In Cairo, opposition politicians faulted Kerry for not addressing more forcefully human rights issues under the new Egyptian leadership dominated by the Muslim Brotherhood. In Doha, Qatar’s prime minister chided the U.S. for not arming Syrian rebels and for inaction on Israeli-Palestinian talks.
“They want a more robust U.S. policy,” said David Schenker, head of the Arab politics program at the Washington Institute for Near East Policy. “And they just don’t see it, notwithstanding the appointment of a new secretary of state.”

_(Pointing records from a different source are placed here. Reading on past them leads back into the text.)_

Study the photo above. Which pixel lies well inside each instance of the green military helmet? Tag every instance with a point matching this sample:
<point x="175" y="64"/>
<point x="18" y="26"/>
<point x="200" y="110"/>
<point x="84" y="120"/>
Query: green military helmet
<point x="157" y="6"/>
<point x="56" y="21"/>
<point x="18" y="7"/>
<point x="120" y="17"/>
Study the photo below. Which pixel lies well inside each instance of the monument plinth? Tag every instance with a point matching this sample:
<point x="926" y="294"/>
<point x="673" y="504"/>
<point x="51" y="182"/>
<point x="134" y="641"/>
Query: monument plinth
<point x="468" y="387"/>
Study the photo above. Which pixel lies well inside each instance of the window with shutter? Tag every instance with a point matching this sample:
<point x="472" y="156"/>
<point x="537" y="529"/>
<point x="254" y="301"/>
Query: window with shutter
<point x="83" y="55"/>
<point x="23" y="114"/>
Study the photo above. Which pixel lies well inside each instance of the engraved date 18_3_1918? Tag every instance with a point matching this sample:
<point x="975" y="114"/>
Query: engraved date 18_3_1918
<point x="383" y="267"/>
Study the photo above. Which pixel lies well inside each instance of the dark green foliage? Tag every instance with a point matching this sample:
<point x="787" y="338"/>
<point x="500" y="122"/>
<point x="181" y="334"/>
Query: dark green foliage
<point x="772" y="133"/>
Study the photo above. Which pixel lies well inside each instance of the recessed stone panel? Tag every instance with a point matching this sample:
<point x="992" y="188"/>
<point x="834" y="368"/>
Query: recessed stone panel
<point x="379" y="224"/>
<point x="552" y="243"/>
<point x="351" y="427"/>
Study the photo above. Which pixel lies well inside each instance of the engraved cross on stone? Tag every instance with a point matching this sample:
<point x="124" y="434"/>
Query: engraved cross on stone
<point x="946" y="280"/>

Aaron David Miller, a vice president at the Wilson Center, a Washington policy group, said Kerry’s first foray suggests “that he’s going to be the manager in chief of problems, from Syria to Egypt to the Russians, that have no easy solutions and require loads of someone’s time -- just not President Obama’s.”
Kerry returned to Washington yesterday from the 11-day trip that included stops in London; Berlin; Paris; Rome; Ankara, Turkey; Cairo; Riyadh, Saudi Arabia; Abu Dhabi; and Doha.
“Kerry’s got to be pretty satisfied,” with his performance, Miller said in an e-mail. “Nothing heroic, but no howlers or failures either.”
Kerry, in an interview with Bloomberg News, disputed claims that the U.S. isn’t doing enough, citing Syria in particular.
“I understand the impatience of the Syrian opposition, I know it’s frustrating because they think that ‘plunk,’ you just have this weapon or that weapon and it’s over,” Kerry said. “But the fact is that the president believes that this has to be done in a way that doesn’t create more killing before it gives an opportunity to try to make a choice for a peaceful resolution.”
“Maybe we need to do more to make sure people know what we’re doing, but we’re doing a lot,” Kerry said.
The frustration of the Syrian opposition and others in response to Kerry may also reflect the way President Barack Obama has centralized foreign policy decisions, Schenker said.
“If you’re coming with a message that ‘we’re going to review the policy and I have to take this back to Washington,’ that’s not what they want to hear,” said Schenker, a former Pentagon policy official dealing with the Mideast during President George W. Bush’s administration.
Obama’s approach to the Middle East is shaped by the desire to leave a lighter footprint than Bush did with the 2003 Iraq invasion, say analysts such as Michele Dunne, head of the Middle East center at the Atlantic Council, a Washington policy group.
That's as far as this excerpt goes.